The reference ensemble is often defined in terms of a molecular simulation force field, that is, a classical potential energy function for which one has some confidence that it captures essential features. The experimental data can then be used directly as a bias in molecular dynamics (MD) simulations5,19,2328 or a posteriori to reweight an unbiased ensemble in a way that improves the agreement with experiment.8,18,21,29,30 Biased simulations improve the coverage of the configuration space but suffer from finite-size effects due to a limited ensemble size in simulations. Reweighting requires good coverage but can handle much larger ensemble sizes. The “Bayesian inference of ensembles” (BioEn) approach21 makes it possible to combine, if needed, biased sampling and subsequent reweighting to ensure both good coverage of the configuration space and a well-defined, converged ensemble.

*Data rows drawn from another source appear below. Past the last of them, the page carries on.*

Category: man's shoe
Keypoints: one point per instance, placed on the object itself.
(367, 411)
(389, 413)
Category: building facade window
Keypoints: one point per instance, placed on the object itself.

Ensemble refinement by reweighting is a computationally challenging optimization problem because the number of structures in the ensemble, usually generated in simulations, and the number of experimental data points provided by experiments can both be large. Simulations can easily create hundreds of thousands of structures. In general, we would like to include as many structures as possible in ensemble refinement, not only to avoid artifacts due to the finite size of the ensemble21 but also to ensure that we pick up small but significant subensembles. Experiments like NMR, SAXS/WAXS, and DEER can provide thousands of data points. The numbers of pixels or voxels in electron-microscopy projection images or 3D maps, respectively, are of even larger magnitude. More than ten thousand data points are thus common when integrating data from different experimental sources.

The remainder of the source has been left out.